An old PCC friend departs after 30 years
Story by Janis Nichols. Photos by Marshall Pryor.
When you make the winning bid at an auction, you sometimes have to arrange for a later pick up of your auction item. In this case, that pick up happened at Portland Community College’s Rock Creek Campus and it involved a WWII-era airplane.
The Siskiyou Smokejumper Base Museum had the winning bid for the Aviation Maintenance Technology Program’s last remaining Beech 18/C-45 Expeditor from its original air fleet. Last week (June 13), the museum hauled off the important historical aircraft (it saw extensive World War II military service) from Rock Creek to take it to its new life as a static display near the entrance of the museum in Cave Junction near Grants Pass.
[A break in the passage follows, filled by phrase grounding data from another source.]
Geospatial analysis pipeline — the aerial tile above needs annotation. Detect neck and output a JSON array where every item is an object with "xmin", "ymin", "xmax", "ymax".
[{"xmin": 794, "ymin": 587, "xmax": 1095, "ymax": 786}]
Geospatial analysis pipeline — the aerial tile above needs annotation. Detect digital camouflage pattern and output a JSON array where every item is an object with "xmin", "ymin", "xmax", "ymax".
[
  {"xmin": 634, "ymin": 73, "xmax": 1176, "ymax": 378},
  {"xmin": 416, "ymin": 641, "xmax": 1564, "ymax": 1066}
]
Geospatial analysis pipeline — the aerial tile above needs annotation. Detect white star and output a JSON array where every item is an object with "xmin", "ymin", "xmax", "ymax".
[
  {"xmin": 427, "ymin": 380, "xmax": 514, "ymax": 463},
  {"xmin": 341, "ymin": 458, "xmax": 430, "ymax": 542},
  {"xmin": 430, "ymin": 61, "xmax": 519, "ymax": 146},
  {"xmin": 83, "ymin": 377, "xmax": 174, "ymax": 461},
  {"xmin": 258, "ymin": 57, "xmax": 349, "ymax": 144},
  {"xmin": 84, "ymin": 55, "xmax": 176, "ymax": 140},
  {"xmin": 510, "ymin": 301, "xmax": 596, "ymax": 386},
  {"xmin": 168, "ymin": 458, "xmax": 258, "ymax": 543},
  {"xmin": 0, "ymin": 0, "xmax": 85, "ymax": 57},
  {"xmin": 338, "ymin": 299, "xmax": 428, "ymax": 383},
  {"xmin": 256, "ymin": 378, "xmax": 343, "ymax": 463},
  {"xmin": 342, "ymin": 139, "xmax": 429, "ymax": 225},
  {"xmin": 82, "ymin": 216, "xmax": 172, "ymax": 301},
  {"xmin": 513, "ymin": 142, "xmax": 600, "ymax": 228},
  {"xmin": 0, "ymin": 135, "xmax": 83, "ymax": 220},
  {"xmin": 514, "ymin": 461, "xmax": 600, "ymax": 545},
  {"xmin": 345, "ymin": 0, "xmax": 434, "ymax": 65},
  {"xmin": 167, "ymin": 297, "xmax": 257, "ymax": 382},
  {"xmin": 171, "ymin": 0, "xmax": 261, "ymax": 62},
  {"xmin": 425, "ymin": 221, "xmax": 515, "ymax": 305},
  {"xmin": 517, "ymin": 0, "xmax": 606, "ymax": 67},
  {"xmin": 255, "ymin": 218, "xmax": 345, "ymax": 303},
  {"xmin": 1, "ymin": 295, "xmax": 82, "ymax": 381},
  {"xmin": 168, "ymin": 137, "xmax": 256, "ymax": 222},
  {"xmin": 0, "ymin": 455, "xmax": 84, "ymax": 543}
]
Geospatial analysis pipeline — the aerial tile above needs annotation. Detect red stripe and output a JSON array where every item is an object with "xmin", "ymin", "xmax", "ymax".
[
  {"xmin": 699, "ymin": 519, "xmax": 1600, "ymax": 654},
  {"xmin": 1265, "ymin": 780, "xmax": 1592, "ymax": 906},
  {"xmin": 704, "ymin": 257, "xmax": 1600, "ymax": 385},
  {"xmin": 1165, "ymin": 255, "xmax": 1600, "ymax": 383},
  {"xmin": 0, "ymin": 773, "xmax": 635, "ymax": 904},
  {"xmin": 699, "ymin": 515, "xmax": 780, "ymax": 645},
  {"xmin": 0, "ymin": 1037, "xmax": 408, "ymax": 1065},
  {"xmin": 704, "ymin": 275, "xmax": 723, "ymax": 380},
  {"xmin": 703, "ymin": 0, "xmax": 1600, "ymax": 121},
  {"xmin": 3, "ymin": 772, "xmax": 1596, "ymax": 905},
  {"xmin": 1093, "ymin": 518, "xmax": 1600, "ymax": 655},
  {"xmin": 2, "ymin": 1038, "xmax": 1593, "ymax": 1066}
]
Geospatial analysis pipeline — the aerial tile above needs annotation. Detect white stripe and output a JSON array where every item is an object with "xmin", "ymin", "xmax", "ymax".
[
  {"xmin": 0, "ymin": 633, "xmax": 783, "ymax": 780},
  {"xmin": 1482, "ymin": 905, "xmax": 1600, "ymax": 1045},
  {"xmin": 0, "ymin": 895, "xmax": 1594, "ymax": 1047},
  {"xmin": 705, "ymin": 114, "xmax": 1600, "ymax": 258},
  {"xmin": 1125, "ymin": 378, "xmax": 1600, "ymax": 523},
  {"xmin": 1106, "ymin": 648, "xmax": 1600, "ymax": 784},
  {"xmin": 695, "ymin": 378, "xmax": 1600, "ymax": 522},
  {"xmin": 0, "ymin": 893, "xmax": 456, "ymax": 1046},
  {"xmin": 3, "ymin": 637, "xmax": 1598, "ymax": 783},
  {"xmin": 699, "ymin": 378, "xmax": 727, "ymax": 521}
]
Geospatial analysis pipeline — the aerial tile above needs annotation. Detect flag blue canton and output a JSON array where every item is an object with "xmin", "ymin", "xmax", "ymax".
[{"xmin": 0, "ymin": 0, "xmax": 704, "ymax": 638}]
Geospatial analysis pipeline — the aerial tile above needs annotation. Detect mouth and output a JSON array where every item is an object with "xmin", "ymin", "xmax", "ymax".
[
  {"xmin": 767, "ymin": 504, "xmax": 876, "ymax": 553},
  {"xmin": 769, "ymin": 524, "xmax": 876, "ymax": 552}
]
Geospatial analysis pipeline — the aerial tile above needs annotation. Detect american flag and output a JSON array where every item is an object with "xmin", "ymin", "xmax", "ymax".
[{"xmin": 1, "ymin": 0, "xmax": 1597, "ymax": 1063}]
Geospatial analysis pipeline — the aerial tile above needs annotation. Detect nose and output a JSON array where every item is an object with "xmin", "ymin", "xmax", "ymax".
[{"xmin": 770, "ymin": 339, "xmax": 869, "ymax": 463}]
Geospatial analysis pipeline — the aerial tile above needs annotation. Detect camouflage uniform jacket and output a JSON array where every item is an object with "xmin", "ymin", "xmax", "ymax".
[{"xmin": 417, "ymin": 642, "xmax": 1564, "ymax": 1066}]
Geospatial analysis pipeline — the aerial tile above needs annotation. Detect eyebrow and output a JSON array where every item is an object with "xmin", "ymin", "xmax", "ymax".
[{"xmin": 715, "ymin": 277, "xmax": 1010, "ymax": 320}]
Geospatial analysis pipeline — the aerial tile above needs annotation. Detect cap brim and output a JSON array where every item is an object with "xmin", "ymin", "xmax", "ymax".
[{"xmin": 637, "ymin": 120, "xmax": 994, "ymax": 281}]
After several hours of loading and lashing the “old PCC friend” to a tow trailer by museum staff, the last remaining C-45 left Rock Creek where it had been parked for more than 30 years. Now, it will be a featured aircraft at the smokejumper museum in southern Oregon. The first smoke jumper base in Oregon for the U.S. Forest Service used C-45 Expeditors for 22 years to drop smokejumpers into difficult terrain to fight wildfires.
PCC’s old friend was in good hands, too. This wasn’t the first time that Harold Hartman and his crew from the Siskiyou Smokejumper Base Museum had experience loading a C-45 onto the same trailer and successfully off-loading it at the airport museum.
“Knowing that Harold had done this before was somewhat encouraging,” said Aviation Maintenance Technology instructor Marshall Pryor. “I don’t mind saying that I wouldn’t believe the full load made it to Cave Junction until I got the follow up call from Harold.”